O digno magistrado judicial recorrido, algo temerariamente, julga ter intuído, da jurisprudência deste Tribunal Constitucional, uma justificação adequada para a sua tese, relativamente à portabilidade de números telefónicos (cf. artigo 54.º da Lei 5/2004, anteriormente referido), muito embora, como se viu, o n.º 5 desta disposição expressamente determine, sem margem para dúvidas, que «compete à ARN, após o procedimento geral de consulta previsto no artigo 8.º, determinar as regras necessárias à execução da portabilidade».

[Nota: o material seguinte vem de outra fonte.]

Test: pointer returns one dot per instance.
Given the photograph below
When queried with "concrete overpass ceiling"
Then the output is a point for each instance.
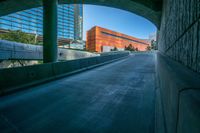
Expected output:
(149, 9)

Duvida-se, porém, que a jurisprudência constitucional seja arrimo seguro para a sua peregrina posição, uma vez que a atuação da Autoridade Nacional de Regulação é, em tal jurisprudência, vista de um ponto de vista integrado e único, designadamente em matéria sancionatória.

[...]

37.º

Ora, julga-se que, quer a fundamentação do Acórdão 78/13, quer a fundamentação do Acórdão 612/14, acabados de referir, respondem, suficientemente, contrariando-as, às preocupações do digno magistrado judicial recorrido, preocupações, essas, que o levaram a desaplicar as normas em apreciação no presente recurso.

38.º

Importa não esquecer, no domínio em apreciação, aquilo que a Autoridade Nacional de Regulação já havia suficientemente destacado, na sua Deliberação de 30 de dezembro de 2014, a que atrás se fez referência (cf. supra n.º 5 das presentes alegações):

"O regime das compensações foi introduzido no Regulamento da Portabilidade pelo Regulamento n.º 87/2009, de 18 de fevereiro, que teve origem num projeto de alteração ao Regulamento da Portabilidade submetido ao procedimento regulamentar previsto no artigo 11.º dos Estatutos do ICP - ANACOM, aprovados pelo Decreto-Lei n.º 309/2001, de 7 de dezembro, bem como no n.º 5 do artigo 54.º e no n.º 1 do artigo 125.º da Lei n.º 5/2004, de 10 de fevereiro, e ao procedimento geral de consulta consignado no artigo 8.º deste no âmbito do mesmo.

E, nomeadamente, dispõe o n.º 1 do artigo 4.º da Lei n.º 5/2004, de 10 de fevereiro, que compete à ARN desempenhar as funções de regulação, supervisão, fiscalização e sancionamento previstas na presente lei, nos termos das suas atribuições, e a alínea a) do n.º 1 do artigo 5.º do mesmo diploma legal que é objetivo de regulação das comunicações eletrónicas a prosseguir pela ARN promover a concorrência na oferta de redes e serviços de comunicações eletrónicas, de recursos e serviços conexos.

Na nota justificativa daquele projeto, explicava-se que, com as alterações preconizadas, se pretendia sublinhar a responsabilidade do PR em todo o processo de portabilidade, definindo-se regras de eficiência entre os prestadores e assim se definindo compensações monetárias entre estes, tendo em conta nomeadamente as receitas típicas dos prestadores do serviço de telefone em local fixo e os valores das compensações já estabelecidas noutras áreas, como a OLL e a pré-seleção, bem como promover a autorregulação e incentivar a concorrência.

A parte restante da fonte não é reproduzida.